Читаю: в середине сентября приказ — прервать операцию и перейти к активной обороне. 27 сентября начали отводить войска, чтобы избежать напрасных потерь...
В конце сентября возобновились активные боевые действия на возрожденном Невском “пятачке” (в районе Московской Дубровки), но удар Волховского фронта противник отразил и восстановил прежнее положение на шлиссельбургско-синявинском выступе.
В сентябре МСБ — в Назии. Штаб 8-й армии — в Войбокало.
“К 1 октября войска Волховского фронта отошли на правый берег реки Черной, а на восточном берегу Невы бои продолжались до 6 октября...”
Наша дивизионная медслужба без отдыха латала, чинила, лечила, боролась за жизни раненых. Работал каждый по нескольку суток кряду.
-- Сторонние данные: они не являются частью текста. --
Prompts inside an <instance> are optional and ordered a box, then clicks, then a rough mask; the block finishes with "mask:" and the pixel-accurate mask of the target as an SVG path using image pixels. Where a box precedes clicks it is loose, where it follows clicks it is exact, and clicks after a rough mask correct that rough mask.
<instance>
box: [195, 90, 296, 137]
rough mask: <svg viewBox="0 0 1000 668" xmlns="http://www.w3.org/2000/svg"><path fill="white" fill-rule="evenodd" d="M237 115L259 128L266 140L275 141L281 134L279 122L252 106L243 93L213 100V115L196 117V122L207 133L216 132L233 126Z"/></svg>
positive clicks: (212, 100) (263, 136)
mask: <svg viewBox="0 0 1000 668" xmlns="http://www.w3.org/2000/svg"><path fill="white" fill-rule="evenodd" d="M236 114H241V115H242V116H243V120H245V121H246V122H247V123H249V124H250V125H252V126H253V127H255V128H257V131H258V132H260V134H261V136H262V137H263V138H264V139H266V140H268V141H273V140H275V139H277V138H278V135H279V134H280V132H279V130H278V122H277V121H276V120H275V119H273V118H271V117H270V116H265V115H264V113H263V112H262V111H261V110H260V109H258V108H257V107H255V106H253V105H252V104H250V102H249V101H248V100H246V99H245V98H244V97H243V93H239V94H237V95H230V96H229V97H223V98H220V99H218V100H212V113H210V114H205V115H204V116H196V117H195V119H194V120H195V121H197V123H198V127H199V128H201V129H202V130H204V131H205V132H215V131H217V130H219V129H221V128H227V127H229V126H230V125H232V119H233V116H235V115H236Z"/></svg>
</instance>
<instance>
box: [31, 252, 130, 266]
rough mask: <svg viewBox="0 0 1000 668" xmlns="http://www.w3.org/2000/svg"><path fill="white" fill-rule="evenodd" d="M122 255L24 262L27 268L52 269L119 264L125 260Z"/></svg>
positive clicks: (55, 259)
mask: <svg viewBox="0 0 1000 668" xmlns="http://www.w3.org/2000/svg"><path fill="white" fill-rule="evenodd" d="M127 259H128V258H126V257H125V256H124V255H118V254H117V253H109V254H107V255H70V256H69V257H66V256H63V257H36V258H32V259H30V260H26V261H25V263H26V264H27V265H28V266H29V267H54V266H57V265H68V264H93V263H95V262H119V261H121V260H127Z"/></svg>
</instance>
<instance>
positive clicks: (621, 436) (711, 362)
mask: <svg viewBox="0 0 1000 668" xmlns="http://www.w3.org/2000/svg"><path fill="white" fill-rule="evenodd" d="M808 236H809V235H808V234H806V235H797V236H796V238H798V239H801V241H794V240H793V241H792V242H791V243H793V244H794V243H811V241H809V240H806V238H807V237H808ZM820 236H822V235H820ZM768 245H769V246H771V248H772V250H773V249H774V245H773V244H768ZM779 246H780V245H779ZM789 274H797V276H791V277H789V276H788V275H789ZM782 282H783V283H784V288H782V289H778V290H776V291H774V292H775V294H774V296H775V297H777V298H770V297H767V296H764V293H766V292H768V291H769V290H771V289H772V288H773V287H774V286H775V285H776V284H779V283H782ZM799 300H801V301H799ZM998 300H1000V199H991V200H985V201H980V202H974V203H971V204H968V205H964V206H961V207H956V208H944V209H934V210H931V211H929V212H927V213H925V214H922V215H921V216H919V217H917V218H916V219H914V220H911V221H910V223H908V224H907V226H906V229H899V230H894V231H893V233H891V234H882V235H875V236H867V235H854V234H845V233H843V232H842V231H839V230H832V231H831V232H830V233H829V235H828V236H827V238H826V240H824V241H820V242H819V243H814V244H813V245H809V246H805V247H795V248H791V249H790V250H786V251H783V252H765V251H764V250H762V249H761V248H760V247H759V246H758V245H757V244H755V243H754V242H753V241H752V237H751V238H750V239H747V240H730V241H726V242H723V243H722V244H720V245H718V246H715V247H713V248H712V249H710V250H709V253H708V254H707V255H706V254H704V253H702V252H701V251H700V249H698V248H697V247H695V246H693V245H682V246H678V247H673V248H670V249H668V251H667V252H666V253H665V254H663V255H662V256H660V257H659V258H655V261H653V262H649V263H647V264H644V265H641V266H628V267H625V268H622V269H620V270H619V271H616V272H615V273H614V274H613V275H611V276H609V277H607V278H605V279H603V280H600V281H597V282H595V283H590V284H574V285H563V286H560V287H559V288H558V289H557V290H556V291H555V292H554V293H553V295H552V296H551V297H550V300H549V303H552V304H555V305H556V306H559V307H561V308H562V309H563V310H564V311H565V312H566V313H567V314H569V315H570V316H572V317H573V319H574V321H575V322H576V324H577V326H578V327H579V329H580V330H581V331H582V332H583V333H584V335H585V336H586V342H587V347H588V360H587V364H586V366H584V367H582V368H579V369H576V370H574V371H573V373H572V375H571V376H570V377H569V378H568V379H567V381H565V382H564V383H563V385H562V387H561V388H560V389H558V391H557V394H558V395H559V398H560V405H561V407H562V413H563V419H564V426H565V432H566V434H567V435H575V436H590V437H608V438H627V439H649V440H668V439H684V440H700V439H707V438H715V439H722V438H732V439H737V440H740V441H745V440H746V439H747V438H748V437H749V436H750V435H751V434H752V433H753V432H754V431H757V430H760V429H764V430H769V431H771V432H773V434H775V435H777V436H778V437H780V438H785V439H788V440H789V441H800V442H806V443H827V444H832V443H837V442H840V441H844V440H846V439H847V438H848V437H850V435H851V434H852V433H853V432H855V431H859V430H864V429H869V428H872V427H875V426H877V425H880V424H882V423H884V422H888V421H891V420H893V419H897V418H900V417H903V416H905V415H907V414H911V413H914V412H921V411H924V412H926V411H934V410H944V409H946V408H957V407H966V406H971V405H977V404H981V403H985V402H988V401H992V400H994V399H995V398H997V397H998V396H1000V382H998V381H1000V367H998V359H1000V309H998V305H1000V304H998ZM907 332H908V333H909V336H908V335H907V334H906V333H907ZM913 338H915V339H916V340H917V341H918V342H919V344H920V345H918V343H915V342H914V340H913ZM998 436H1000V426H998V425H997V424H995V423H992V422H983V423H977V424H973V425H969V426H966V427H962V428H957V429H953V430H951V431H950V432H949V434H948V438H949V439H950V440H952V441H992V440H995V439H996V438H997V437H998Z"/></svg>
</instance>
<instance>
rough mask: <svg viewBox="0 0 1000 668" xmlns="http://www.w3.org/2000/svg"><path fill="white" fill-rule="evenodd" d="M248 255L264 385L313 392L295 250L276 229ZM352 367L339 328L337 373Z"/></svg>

От усталости впадаешь в отупение, автоматизм спасал. Терялось представление о времени и месте нахождения. Остановишься, тряхнешь головой, чтобы взбодриться, но недосып, усталость, пары наркоза, неровная земля под брезентовым полом — кочка, ямка, — и по нему суток двое-трое без перерыва снуешь от одного стола с раненым к другому — и спрашиваешь себя: что это? Сон или реальность? Может быть, ты уже в аду? И тебе не суждено вырваться... Кажется, что мир сошел с ума, если человек убивает человека. Один вид: кровь, стоны, раны, страдания, мат раненого (он не осознает, что матерится). Нужно все время ласково, искренне, нежно утешать страдающих: “Миленький, потерпи, сейчас тебе станет легче... а без стопы можно жить прежней жизнью: танцевать, ездить на велосипеде... протез хороший сделают... нельзя не ампутировать ее — она на сухожилии чуть-чуть болтается, загрязнена, может начаться гангрена, если срочно не оперировать. У тебя даже голеностопный сустав сохранится... А остальные твои раны — пустяковые, осколки повытаскиваем — и все быстро заживет...”
Хирургический взвод имел две палатки: большая операционная и малая операционная. Отличие в том, что в малой не оперировали животы и не было шоковых, которых надо по нескольку часов доводить до операбельного состояния. Я — в группе малой операционной. У нас два хирурга (Перельман, Алексин) и три медсестры: Доля Дублевская, Катя Шумская (старшая медсестра), я — и два санитара.